Wat we wel weten, is dat in ongeveer 80% van de wereld afvalwater in het milieu geloosd wordt zonder ook maar enige behandeling te ondergaan. Wat we ook weten, is dat twee miljard mensen geen toegang hebben tot de meest elementaire sanitaire voorzieningen. Hierdoor sterven jaarlijks meer dan 500 000 kinderen ten gevolge van tyfus, cholera en diarree. Maar in Indonesië bijvoorbeeld, ligt de focus bij het opruimen van de ‘meest vervuilde rivier ter wereld’ op het verwijderen van de plastics die er in rond drijven en niet op het vermijden van ziekteverwekkende vervuilingen.

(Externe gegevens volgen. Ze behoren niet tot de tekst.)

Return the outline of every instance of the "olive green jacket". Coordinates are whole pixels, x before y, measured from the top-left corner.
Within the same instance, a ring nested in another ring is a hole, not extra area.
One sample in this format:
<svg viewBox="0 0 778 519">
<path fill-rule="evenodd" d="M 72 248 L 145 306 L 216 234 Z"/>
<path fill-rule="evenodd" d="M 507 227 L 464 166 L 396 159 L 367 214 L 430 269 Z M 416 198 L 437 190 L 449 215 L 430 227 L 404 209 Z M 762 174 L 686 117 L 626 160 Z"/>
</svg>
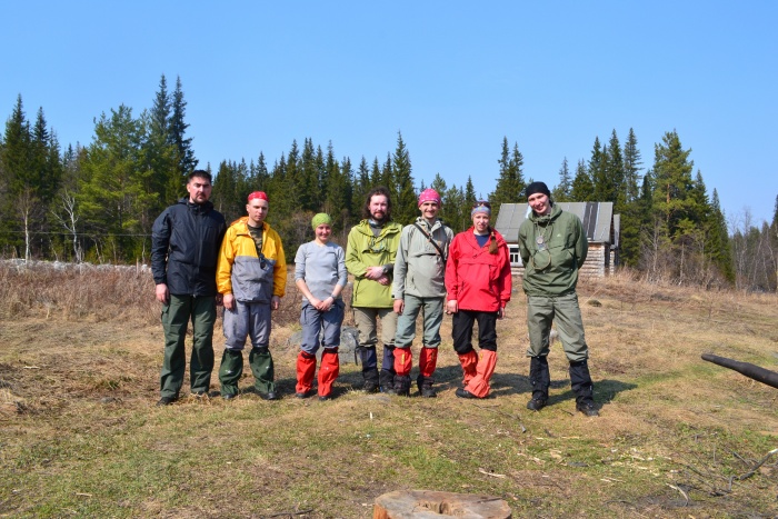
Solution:
<svg viewBox="0 0 778 519">
<path fill-rule="evenodd" d="M 542 236 L 542 244 L 538 237 Z M 543 249 L 545 246 L 545 249 Z M 519 228 L 519 252 L 525 266 L 527 296 L 565 296 L 575 292 L 578 270 L 589 242 L 581 220 L 552 206 L 550 214 L 532 214 Z"/>
<path fill-rule="evenodd" d="M 369 220 L 362 220 L 351 228 L 346 247 L 346 268 L 353 276 L 351 292 L 352 307 L 392 308 L 391 277 L 397 248 L 400 246 L 402 226 L 387 222 L 376 237 Z M 368 267 L 386 267 L 389 285 L 367 279 Z"/>
</svg>

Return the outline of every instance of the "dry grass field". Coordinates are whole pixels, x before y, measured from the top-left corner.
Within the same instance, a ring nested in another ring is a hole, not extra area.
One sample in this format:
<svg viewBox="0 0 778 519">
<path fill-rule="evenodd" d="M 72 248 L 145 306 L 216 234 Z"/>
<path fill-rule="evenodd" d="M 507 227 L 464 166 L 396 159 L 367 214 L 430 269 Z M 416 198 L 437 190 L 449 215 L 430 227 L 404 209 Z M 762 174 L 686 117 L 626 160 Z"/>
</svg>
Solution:
<svg viewBox="0 0 778 519">
<path fill-rule="evenodd" d="M 0 266 L 0 516 L 362 518 L 411 489 L 497 496 L 513 517 L 778 516 L 778 389 L 700 359 L 778 371 L 776 295 L 584 281 L 601 415 L 586 418 L 559 343 L 550 406 L 525 408 L 518 286 L 490 398 L 455 397 L 449 319 L 437 399 L 366 395 L 353 365 L 333 400 L 296 399 L 289 287 L 273 323 L 280 401 L 184 395 L 157 408 L 148 272 Z"/>
</svg>

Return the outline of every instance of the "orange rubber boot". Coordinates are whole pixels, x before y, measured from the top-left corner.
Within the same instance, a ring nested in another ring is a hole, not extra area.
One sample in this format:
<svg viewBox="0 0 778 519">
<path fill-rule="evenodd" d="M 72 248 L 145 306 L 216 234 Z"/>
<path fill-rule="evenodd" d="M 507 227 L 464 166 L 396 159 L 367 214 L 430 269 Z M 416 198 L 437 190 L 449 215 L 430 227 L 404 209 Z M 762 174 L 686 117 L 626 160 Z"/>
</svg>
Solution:
<svg viewBox="0 0 778 519">
<path fill-rule="evenodd" d="M 465 390 L 472 393 L 477 398 L 486 398 L 489 396 L 489 380 L 495 373 L 497 366 L 497 352 L 491 350 L 481 350 L 481 360 L 476 367 L 476 376 L 465 387 Z"/>
</svg>

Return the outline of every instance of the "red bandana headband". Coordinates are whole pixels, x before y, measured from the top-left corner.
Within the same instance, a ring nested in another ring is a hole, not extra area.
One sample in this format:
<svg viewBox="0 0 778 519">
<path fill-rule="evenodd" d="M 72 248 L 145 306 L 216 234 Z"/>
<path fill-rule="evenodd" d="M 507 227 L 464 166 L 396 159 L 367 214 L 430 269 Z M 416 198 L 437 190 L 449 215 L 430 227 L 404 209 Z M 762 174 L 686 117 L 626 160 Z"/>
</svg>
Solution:
<svg viewBox="0 0 778 519">
<path fill-rule="evenodd" d="M 268 196 L 265 194 L 265 191 L 255 191 L 251 194 L 249 194 L 249 201 L 256 200 L 256 199 L 268 201 Z"/>
</svg>

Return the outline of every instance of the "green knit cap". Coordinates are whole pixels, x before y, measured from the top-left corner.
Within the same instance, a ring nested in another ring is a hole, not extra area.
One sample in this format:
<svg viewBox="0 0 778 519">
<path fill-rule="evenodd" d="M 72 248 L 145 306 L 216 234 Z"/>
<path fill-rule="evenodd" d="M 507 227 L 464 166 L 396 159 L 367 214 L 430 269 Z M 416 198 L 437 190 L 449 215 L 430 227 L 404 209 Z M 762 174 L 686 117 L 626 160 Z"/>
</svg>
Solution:
<svg viewBox="0 0 778 519">
<path fill-rule="evenodd" d="M 332 224 L 332 219 L 326 212 L 318 213 L 311 220 L 311 226 L 313 227 L 313 229 L 316 229 L 317 227 L 319 227 L 322 223 L 327 223 L 328 226 Z"/>
</svg>

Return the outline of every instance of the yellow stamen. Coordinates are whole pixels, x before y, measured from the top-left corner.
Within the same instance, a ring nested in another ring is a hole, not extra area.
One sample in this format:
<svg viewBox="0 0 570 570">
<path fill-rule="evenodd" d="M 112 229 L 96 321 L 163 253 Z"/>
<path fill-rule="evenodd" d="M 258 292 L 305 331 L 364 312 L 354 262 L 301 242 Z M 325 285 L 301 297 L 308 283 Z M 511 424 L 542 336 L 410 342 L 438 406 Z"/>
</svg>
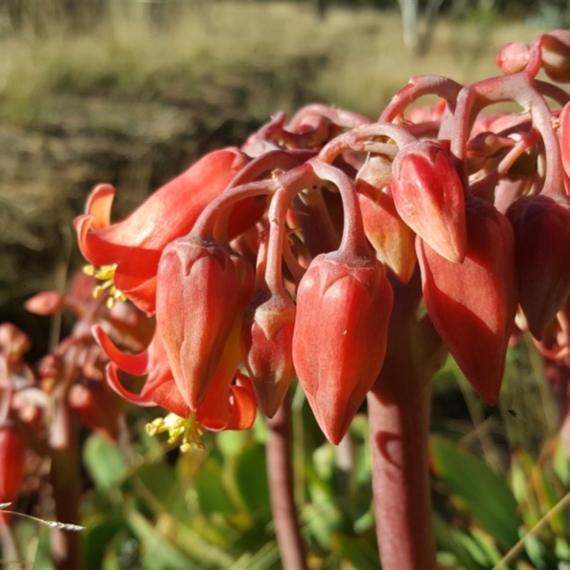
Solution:
<svg viewBox="0 0 570 570">
<path fill-rule="evenodd" d="M 192 447 L 204 449 L 204 444 L 200 441 L 203 432 L 202 426 L 193 412 L 187 418 L 181 418 L 174 413 L 170 413 L 165 418 L 157 418 L 146 425 L 146 430 L 151 436 L 166 432 L 169 443 L 176 443 L 182 437 L 180 451 L 183 453 Z"/>
<path fill-rule="evenodd" d="M 115 270 L 117 264 L 102 265 L 98 267 L 95 265 L 86 265 L 83 267 L 83 273 L 95 277 L 95 279 L 103 281 L 97 285 L 93 289 L 93 297 L 97 299 L 103 293 L 108 296 L 106 301 L 107 307 L 110 309 L 115 303 L 118 301 L 126 301 L 127 296 L 125 294 L 115 286 L 113 279 L 115 278 Z"/>
</svg>

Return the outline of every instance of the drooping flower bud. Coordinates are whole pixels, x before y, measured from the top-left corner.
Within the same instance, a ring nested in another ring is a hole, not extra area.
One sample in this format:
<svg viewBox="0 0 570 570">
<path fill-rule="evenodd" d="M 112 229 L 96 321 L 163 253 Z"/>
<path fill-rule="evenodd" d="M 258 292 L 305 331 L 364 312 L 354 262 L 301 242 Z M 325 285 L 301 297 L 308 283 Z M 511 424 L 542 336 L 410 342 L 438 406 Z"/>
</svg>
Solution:
<svg viewBox="0 0 570 570">
<path fill-rule="evenodd" d="M 405 147 L 394 159 L 392 196 L 402 219 L 451 261 L 465 255 L 463 187 L 449 152 L 435 142 Z"/>
<path fill-rule="evenodd" d="M 507 43 L 495 58 L 495 63 L 505 75 L 518 73 L 529 63 L 529 46 L 524 41 Z"/>
<path fill-rule="evenodd" d="M 444 259 L 418 240 L 418 258 L 428 313 L 477 393 L 494 404 L 518 304 L 514 239 L 507 219 L 487 202 L 467 209 L 462 263 Z"/>
<path fill-rule="evenodd" d="M 554 30 L 540 39 L 542 68 L 553 81 L 570 83 L 570 31 Z"/>
<path fill-rule="evenodd" d="M 415 234 L 405 224 L 387 192 L 364 180 L 356 182 L 364 233 L 383 261 L 403 284 L 415 267 Z"/>
<path fill-rule="evenodd" d="M 218 244 L 188 237 L 165 249 L 157 324 L 172 375 L 192 410 L 206 395 L 253 283 L 249 264 Z M 236 342 L 239 349 L 239 337 Z"/>
<path fill-rule="evenodd" d="M 372 257 L 319 255 L 299 284 L 293 361 L 333 443 L 342 439 L 382 368 L 393 300 L 384 267 Z"/>
<path fill-rule="evenodd" d="M 26 436 L 16 425 L 0 425 L 0 503 L 13 503 L 20 494 L 27 446 Z M 0 524 L 9 522 L 9 514 L 0 513 Z"/>
<path fill-rule="evenodd" d="M 570 294 L 570 204 L 540 195 L 517 200 L 507 215 L 514 232 L 519 302 L 540 340 Z"/>
<path fill-rule="evenodd" d="M 118 407 L 105 383 L 84 380 L 69 389 L 69 405 L 83 423 L 111 441 L 119 435 Z"/>
<path fill-rule="evenodd" d="M 268 418 L 275 415 L 295 378 L 292 355 L 295 314 L 295 304 L 289 297 L 274 293 L 266 300 L 254 300 L 244 318 L 244 363 L 259 407 Z"/>
</svg>

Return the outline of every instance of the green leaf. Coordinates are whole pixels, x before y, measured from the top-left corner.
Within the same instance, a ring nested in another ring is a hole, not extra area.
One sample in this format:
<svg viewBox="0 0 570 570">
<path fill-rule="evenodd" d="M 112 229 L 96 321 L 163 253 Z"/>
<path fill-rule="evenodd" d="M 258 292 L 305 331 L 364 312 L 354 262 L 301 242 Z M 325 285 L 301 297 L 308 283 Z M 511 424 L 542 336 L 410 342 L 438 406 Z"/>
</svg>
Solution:
<svg viewBox="0 0 570 570">
<path fill-rule="evenodd" d="M 210 456 L 196 476 L 196 493 L 200 510 L 204 514 L 219 513 L 229 515 L 236 512 L 222 481 L 219 463 Z"/>
<path fill-rule="evenodd" d="M 103 566 L 109 544 L 120 531 L 128 530 L 126 521 L 118 517 L 107 517 L 98 523 L 90 522 L 83 532 L 83 563 L 86 568 Z"/>
<path fill-rule="evenodd" d="M 234 482 L 249 513 L 266 513 L 269 509 L 269 489 L 265 464 L 265 450 L 249 443 L 236 456 L 233 465 Z"/>
<path fill-rule="evenodd" d="M 432 436 L 430 448 L 436 475 L 447 484 L 465 511 L 503 547 L 517 542 L 521 522 L 507 483 L 482 460 L 457 444 Z"/>
<path fill-rule="evenodd" d="M 145 568 L 152 570 L 192 570 L 196 565 L 184 556 L 161 532 L 158 525 L 153 526 L 140 512 L 131 510 L 128 519 L 133 532 L 138 539 Z"/>
<path fill-rule="evenodd" d="M 460 565 L 462 568 L 468 568 L 470 570 L 484 568 L 477 562 L 476 558 L 470 551 L 470 549 L 465 546 L 465 540 L 462 540 L 461 537 L 461 535 L 465 533 L 448 524 L 437 513 L 433 513 L 432 520 L 433 521 L 433 532 L 437 544 L 438 554 L 446 552 L 453 554 L 456 561 L 454 567 Z M 477 556 L 480 560 L 482 557 Z"/>
<path fill-rule="evenodd" d="M 93 482 L 100 489 L 111 489 L 119 485 L 126 469 L 118 447 L 96 433 L 92 433 L 83 446 L 83 463 Z"/>
<path fill-rule="evenodd" d="M 348 560 L 354 568 L 380 568 L 378 553 L 361 537 L 334 533 L 331 546 L 333 551 Z"/>
</svg>

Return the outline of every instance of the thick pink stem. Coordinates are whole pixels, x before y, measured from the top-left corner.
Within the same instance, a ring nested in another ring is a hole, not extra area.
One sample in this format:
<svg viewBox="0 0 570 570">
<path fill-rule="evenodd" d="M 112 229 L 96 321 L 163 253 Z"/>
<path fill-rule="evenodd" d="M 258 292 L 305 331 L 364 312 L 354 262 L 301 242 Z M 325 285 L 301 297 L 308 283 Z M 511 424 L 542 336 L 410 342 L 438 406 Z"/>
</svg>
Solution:
<svg viewBox="0 0 570 570">
<path fill-rule="evenodd" d="M 427 315 L 419 271 L 395 281 L 386 358 L 368 395 L 376 536 L 384 570 L 435 569 L 428 443 L 431 378 L 447 351 Z"/>
<path fill-rule="evenodd" d="M 404 363 L 368 393 L 373 490 L 382 567 L 435 569 L 428 457 L 430 383 Z"/>
<path fill-rule="evenodd" d="M 281 565 L 284 570 L 305 570 L 305 546 L 293 492 L 291 403 L 287 398 L 267 423 L 267 476 Z"/>
</svg>

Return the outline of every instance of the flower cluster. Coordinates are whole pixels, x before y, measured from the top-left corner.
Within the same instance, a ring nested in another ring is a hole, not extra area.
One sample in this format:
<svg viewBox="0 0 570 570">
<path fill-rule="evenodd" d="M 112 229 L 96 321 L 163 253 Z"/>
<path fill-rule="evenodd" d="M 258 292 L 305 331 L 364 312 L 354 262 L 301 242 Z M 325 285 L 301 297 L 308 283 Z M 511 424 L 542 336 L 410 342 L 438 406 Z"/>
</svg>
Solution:
<svg viewBox="0 0 570 570">
<path fill-rule="evenodd" d="M 201 428 L 248 428 L 296 378 L 338 443 L 401 349 L 393 305 L 416 281 L 418 318 L 496 403 L 515 317 L 540 341 L 570 294 L 570 97 L 556 84 L 570 82 L 570 32 L 509 44 L 497 64 L 469 86 L 414 77 L 378 120 L 280 113 L 118 223 L 114 188 L 93 190 L 75 225 L 98 293 L 156 320 L 138 353 L 93 333 L 110 385 L 175 415 L 151 431 L 190 445 Z M 427 95 L 437 104 L 416 104 Z M 505 102 L 519 108 L 484 112 Z M 146 377 L 140 393 L 125 373 Z"/>
</svg>

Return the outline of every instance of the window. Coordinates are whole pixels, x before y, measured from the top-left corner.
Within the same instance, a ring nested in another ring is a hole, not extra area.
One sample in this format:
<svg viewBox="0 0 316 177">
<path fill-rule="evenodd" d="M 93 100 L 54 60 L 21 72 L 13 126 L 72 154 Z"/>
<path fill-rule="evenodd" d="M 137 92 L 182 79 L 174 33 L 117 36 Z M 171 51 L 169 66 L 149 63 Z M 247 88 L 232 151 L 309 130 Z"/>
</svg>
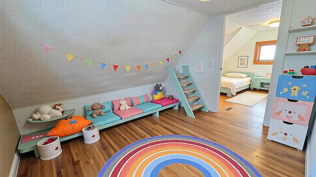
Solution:
<svg viewBox="0 0 316 177">
<path fill-rule="evenodd" d="M 276 40 L 256 42 L 253 64 L 273 64 Z"/>
</svg>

Maar het WHO rapport zegt dat microplastics in drinkwater momenteel waarschijnlijk laag risico (low concern) vormen voor gezondheid van de mens. Ook een internationaal wetenschappelijk advies aan de EU (SAPEA, 2019) over microplastics stelt dat deze (en de nog kleinere nanoplastics) geen wijdverspreid risico vormen voor mens en milieu, met uitzondering van enkele lokale situaties. Beide rapporten zijn echter voorzichtig en benadrukken het huidige gebrek aan kwaliteitsvolle, relevante data om deze in te schatten en dat er dringende nood is aan meer gericht onderzoek om dit gebrek aan (bruikbare) wetenschappelijke informatie te lenigen. Hierbij dienen we te begrijpen – bij mens en dier – hoe (via welke routes) en aan hoeveel microplastics we blootgesteld worden en vooral vanaf welke (realistische) concentraties er negatieve effecten optreden.

Terwijl we plastiek zakjes in supermarkten volop bannen, gooien we wel nog altijd onze synthetische kleding in de droogkast en onze sigarettenpeuken op de grond. Die laatsten zijn nochtans wel een belangrijkere bron van plastics die rechtstreeks in de natuur terechtkomen, maar door selectieve interpretatie van onderzoek, sensationalisering en goedbedoelde maar slechtgeplaatste focus, staan we daar niet bij stil.

Net zoals bij vele andere wetenschappelijke takken moet meer nadruk liggen op de juiste interpretatie en communicatie van wetenschappelijke feiten zodat we met z’n allen vooruit kunnen richting die duurzame toekomst. En dat vereist heldere berichtgeving door media, wetenschappers en wetgevers, verdere actie in de industrie, en een kritische blik van ons als maatschappij op de nieuwsberichten die we dagelijks binnenkrijgen.